PAR CES MOTIFS, JUGEANT PAR ORDONNANCE PRONONCEE PAR MISE A DISPOSITION AU GREFFE, CONTRADICTOIRE ET EN PREMIER RESSORT,
Ordonnons la tenue d’une première rencontre gratuite d’information et d’explication des parties avec un médiateur :
L’association, MARSEILLE MEDIATION -, [Adresse 7], [Localité 7] ,([Courriel 1])

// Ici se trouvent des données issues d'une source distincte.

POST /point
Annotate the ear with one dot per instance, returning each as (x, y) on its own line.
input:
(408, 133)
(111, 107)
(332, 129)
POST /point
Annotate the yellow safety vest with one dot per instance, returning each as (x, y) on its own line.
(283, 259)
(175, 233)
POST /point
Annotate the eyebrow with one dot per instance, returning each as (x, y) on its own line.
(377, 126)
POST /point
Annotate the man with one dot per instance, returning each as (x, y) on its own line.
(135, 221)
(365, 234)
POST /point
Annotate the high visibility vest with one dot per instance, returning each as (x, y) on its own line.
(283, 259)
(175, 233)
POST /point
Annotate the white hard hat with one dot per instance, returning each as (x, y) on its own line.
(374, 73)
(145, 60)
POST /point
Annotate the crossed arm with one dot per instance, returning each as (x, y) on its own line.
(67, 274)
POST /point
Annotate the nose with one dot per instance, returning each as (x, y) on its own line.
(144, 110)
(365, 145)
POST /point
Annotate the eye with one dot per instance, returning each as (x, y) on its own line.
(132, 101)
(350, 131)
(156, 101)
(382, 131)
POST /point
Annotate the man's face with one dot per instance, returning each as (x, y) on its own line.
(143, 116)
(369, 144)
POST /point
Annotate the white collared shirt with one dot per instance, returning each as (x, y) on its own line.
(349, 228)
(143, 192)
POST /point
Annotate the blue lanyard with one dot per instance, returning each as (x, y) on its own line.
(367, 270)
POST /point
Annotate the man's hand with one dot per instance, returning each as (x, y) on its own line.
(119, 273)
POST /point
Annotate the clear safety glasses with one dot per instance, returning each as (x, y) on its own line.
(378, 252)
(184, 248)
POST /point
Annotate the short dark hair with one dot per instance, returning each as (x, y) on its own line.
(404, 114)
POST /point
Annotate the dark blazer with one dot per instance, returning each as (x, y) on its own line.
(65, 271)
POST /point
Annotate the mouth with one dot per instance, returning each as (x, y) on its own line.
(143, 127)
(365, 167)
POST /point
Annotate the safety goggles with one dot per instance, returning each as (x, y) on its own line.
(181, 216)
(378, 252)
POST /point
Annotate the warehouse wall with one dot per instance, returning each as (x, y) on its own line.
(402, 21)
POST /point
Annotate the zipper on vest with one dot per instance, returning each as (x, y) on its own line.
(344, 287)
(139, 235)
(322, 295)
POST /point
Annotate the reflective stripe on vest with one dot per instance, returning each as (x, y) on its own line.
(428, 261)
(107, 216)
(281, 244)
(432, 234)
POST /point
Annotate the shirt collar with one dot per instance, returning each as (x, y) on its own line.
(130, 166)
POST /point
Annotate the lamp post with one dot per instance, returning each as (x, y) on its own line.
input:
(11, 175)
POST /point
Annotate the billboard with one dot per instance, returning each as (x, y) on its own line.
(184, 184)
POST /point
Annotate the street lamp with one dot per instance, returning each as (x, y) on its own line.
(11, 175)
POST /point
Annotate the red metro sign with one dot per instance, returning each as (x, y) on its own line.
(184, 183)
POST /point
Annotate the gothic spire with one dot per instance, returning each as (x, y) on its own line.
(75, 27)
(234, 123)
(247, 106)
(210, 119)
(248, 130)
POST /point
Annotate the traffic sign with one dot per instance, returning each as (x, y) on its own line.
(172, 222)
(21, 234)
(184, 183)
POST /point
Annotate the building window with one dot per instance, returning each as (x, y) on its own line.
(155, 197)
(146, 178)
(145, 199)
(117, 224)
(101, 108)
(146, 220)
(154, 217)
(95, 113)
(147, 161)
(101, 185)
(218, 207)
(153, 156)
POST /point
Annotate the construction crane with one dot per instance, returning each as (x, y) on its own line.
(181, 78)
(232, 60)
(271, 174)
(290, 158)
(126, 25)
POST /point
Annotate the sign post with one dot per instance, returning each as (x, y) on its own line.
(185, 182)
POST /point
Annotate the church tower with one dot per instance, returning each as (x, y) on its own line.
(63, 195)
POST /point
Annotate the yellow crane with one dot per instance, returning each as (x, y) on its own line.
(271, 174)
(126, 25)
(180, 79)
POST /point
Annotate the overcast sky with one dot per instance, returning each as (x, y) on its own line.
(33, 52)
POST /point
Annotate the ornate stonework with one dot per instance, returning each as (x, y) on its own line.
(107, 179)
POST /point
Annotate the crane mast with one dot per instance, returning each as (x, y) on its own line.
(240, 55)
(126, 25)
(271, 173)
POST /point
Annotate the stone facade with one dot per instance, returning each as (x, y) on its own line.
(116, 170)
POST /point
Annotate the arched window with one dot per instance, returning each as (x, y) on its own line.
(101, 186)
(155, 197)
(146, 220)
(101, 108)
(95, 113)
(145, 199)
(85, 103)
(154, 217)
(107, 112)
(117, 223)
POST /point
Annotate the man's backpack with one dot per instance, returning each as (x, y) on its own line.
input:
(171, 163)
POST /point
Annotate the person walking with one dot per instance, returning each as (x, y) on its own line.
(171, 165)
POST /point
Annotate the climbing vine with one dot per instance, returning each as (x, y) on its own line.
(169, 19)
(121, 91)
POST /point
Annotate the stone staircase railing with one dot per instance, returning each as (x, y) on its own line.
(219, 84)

Invitons les avocats à communiquer au médiateur désigné les coordonnées de leur client (numéro de téléphone, adresse postale et e-mail) dans les 15 jours suivant la notification de la présente ordonnance ;
Donnons mission au médiateur ainsi désigné d’expliquer aux parties le principe, le but et les modalités d’une mesure de médiation,
Rappelons que la présence de toutes les parties à cette réunion est obligatoire et que l’assistance d’un avocat est possible,
Rappelons que cette réunion d’information est gratuite et obligatoire,
A l’issue de cette réunion et en cas d’accord des parties, ordonnons une médiation et désignons pour y procéder le médiateur ayant assuré la séance d’information,
Disons que les séances de médiation se dérouleront dans les locaux professionnels du médiateur ou en tout autre lieu convenu avec les parties,
Rappelons que la médiation a une durée de cinq mois renouvelable une fois pour une durée de trois mois à la demande du médiateur, et ce à compter du paiement de la consignation à valoir sur ses honoraires,
Disons que le délai de trois mois renouvelable de la médiation commencera à compter de la première réunion commune organisée par le médiateur suivant la réunion d’information,
Disons que le médiateur devra immédiatement aviser la juridiction mandante de l’absence de mise en œuvre de cette mesure, ou de son interruption, et le tenir informé des difficultés éventuellement rencontrées dans l’exercice de sa mission, dans le respect de la confidentialité de rigueur en la matière ;
Disons qu’à l’expiration de sa mission, le médiateur devra informer la juridiction mandante de ce que les parties sont parvenues ou non à trouver une solution au litige qui les oppose ;
Fixons à 1 000 € le montant de la provision à valoir sur la rémunération du médiateur somme qui sera partagée, sauf meilleur accord des parties, à parts égales entre elles,
Disons que chacune des parties remettra au médiateur la somme à sa charge à valoir sur le montant de ses honoraires au plus tard lors de la première réunion commune suivant la réunion d’information, à peine de caducité de la mesure de médiation,
Disons que dans le cas d’une médiation longue ou de frais élevés exposés, notamment de déplacement, le médiateur pourra soumettre au juge, aussitôt qu’elle apparaîtra justifiée, avec l’accord des parties, une demande tendant à la fixation d’un complément de rémunération,
Disons que le complément de rémunération ainsi fixé sera consigné entre les mains du médiateur,
Disons qu’en cas de difficultés, la rémunération du médiateur sera fixée par le tribunal, à la demande du médiateur, par une ordonnance de taxe,
Dispensons la partie éventuellement bénéficiaire de l’aide juridictionnelle de ce règlement ;
Sursoyons à statuer sur les autres demandes des parties ;
Renvoyons l’affaire à l’audience de référés du 16 septembre 2026 à 08 heures 30 pour qu’il soit statué sur les autres demandes des parties en cas d’échec de la médiation ou, le cas échéant, sur l’homologation d’un éventuel accord ;
Réservons les dépens
LE GREFFIER LE MAGISTRAT
LA RÉPUBLIQUE FRANÇAISE, AU NOM DU PEUPLE FRANÇAIS, MANDE ET ORDONNE à tous les Commissaires de justice sur ce requis, de mettre la présente décision à exécution, aux Procureurs Généraux près les Cours d’Appel et aux Procureurs de la République près les Tribunaux Judiciaires, d’y tenir la main, à tous Commandants et Officiers de la Force Publique de prêter main forte lorsqu’ils en seront légalement requis.
En foi de quoi la présente décision, certifiée conforme à la minute a été signée, scellée et délivrée par le greffier soussigné.